OIP for OS X
OIP is a visualization in which individual machine IPs are placed randomly on a display, and packets are visualized as different sized dots flowing from one machine to another.
OIP is primarily a server/client architecture. The server analyzes traffic on a given port, and streams summaries to clients over a udp session. The packets are encrypted using a shared AES key. The server should have two interfaces. One of them should be connected to a mirror interface, and the other should be used for the client connections.
The client can also be used as a stand-alone app by reading pcap files.

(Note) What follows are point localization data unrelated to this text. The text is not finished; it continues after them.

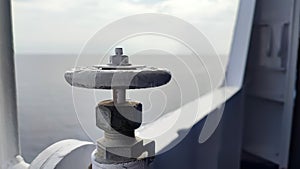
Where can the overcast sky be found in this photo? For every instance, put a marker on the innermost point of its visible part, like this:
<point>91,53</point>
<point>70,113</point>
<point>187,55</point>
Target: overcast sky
<point>64,26</point>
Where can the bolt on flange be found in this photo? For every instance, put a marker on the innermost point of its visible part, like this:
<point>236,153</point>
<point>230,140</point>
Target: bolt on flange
<point>118,117</point>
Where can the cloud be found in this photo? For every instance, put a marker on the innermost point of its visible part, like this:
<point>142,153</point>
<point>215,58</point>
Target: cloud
<point>63,26</point>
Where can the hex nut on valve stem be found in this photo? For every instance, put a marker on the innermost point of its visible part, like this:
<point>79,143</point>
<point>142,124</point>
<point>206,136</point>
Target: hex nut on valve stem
<point>119,118</point>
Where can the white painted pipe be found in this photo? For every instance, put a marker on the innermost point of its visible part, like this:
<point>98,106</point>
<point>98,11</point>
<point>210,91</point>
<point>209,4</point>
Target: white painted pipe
<point>9,137</point>
<point>138,164</point>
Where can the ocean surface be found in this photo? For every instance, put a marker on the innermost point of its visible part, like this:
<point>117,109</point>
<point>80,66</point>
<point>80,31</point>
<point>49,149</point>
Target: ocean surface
<point>51,110</point>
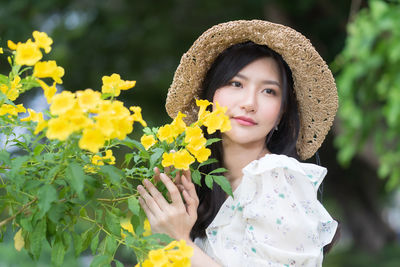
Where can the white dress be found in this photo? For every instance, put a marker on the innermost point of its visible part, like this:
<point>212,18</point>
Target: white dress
<point>274,219</point>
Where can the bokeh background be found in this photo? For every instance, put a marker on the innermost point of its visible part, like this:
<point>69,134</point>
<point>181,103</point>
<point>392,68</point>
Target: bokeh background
<point>144,40</point>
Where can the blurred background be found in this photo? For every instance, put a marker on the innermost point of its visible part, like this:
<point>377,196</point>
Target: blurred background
<point>144,40</point>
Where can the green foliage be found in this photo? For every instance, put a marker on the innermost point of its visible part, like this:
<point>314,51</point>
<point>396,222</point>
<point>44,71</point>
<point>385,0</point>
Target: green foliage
<point>369,88</point>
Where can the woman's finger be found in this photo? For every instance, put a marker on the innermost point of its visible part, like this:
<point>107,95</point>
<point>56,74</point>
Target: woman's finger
<point>146,209</point>
<point>189,187</point>
<point>191,204</point>
<point>172,189</point>
<point>156,174</point>
<point>178,178</point>
<point>152,205</point>
<point>157,196</point>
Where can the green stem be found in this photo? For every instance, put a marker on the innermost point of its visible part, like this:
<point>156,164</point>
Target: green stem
<point>4,222</point>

GPLv3 license project: so enjoy and have fun.
You need to install these on debian-based distros
apt-get install libcrypto++-dev libsdl-image1.2-dev libpcap-dev libsdl1.2-dev libfreetype6-dev g++ make
This is an update and modification of the forked OIP project from /eldraco on https://github.com/eldraco/oip to run on OS X Mountain Lion.

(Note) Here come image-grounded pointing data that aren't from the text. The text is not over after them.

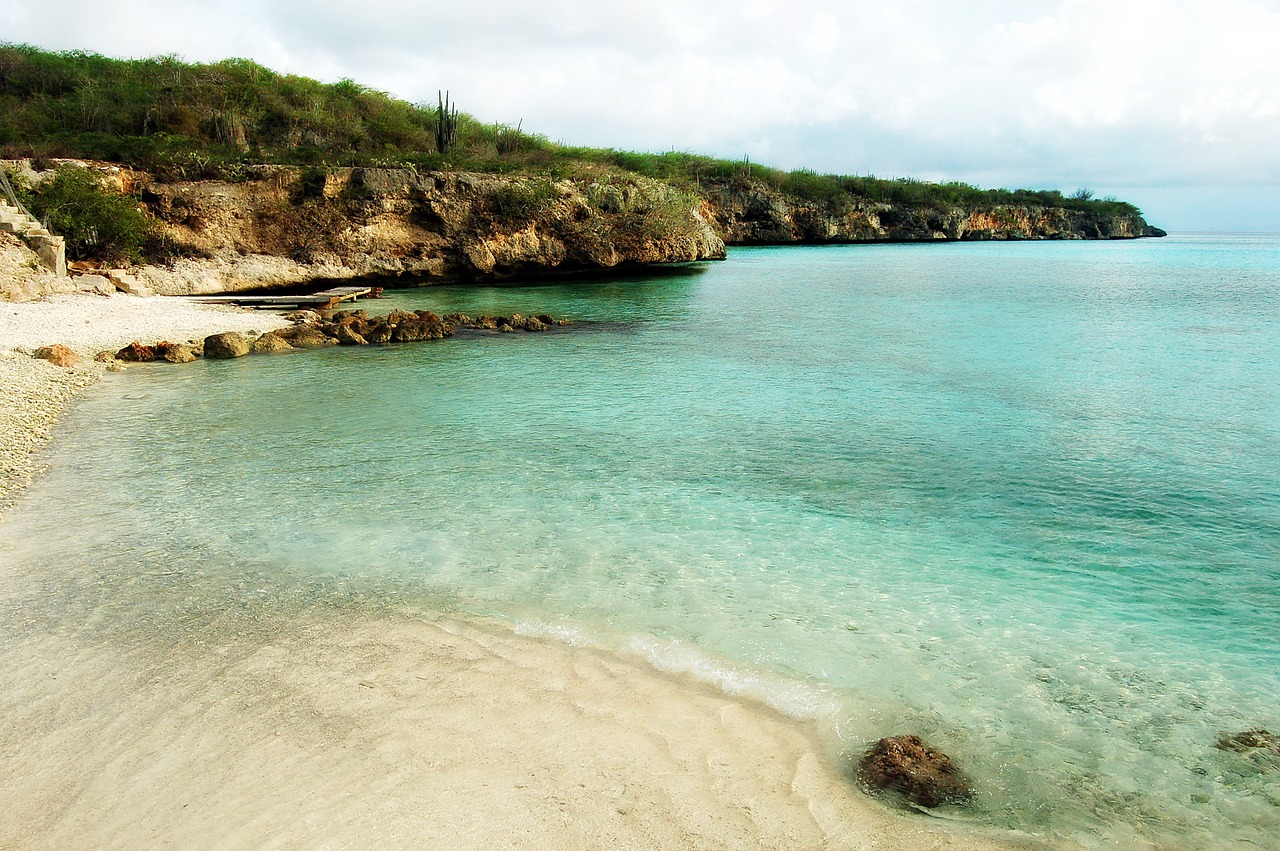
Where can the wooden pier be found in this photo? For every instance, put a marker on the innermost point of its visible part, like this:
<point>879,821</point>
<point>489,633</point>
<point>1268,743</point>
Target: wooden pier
<point>324,300</point>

Original source code on: https://it.wiki.usu.edu/OIP
1. -e argument to speed up the analysis of pcap files:
- -e 1000 is normal
- -e 100 is 10x faster
- -e 10 is 100x faster
2. -c argument to give the pcap file name in the command line:
- If you give a pcap file name, the analysis starts right away.

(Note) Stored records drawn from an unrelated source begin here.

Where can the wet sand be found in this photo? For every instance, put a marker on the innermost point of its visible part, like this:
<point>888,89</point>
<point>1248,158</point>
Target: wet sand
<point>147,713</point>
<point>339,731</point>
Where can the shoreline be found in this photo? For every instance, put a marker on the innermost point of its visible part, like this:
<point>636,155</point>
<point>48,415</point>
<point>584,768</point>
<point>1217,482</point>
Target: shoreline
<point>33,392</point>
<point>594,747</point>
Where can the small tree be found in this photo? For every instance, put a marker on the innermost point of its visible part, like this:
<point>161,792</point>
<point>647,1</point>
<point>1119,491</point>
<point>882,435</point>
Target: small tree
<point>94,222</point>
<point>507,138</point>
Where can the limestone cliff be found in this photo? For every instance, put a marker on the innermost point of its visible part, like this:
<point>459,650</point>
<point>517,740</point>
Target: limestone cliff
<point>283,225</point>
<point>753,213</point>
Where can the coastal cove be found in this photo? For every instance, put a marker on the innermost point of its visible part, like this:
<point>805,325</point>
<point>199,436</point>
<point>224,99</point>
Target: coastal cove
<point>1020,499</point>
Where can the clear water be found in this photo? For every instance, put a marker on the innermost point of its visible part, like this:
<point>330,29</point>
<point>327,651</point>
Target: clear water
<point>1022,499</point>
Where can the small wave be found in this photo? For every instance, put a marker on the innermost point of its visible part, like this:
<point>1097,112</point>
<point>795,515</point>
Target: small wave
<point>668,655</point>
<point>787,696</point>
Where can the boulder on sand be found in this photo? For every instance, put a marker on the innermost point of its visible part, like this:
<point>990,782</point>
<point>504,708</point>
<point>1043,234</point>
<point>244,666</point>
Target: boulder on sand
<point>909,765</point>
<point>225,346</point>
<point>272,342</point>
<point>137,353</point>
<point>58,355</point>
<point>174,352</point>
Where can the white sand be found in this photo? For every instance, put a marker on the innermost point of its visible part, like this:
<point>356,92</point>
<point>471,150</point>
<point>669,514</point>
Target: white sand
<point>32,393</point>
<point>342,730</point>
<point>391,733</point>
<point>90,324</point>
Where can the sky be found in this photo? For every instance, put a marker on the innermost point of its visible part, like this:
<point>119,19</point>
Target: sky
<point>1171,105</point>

3. Pause/Play the capture by pressing the letter p.
- Red for UDP
- Green for TCP
- Yellow for ICMP
You can use the mouse and the keyboard.
1. ! to open the menu
2. , to start displaying the capture (Load button).
3. p to pause and play the capture
- Checkout the master branch: git clone email@example.com:markich/oip.git
- Type make (Note: If you have any dependency error, just install them.)
- Modifiy the oip.conf file to suite your needs (Optional).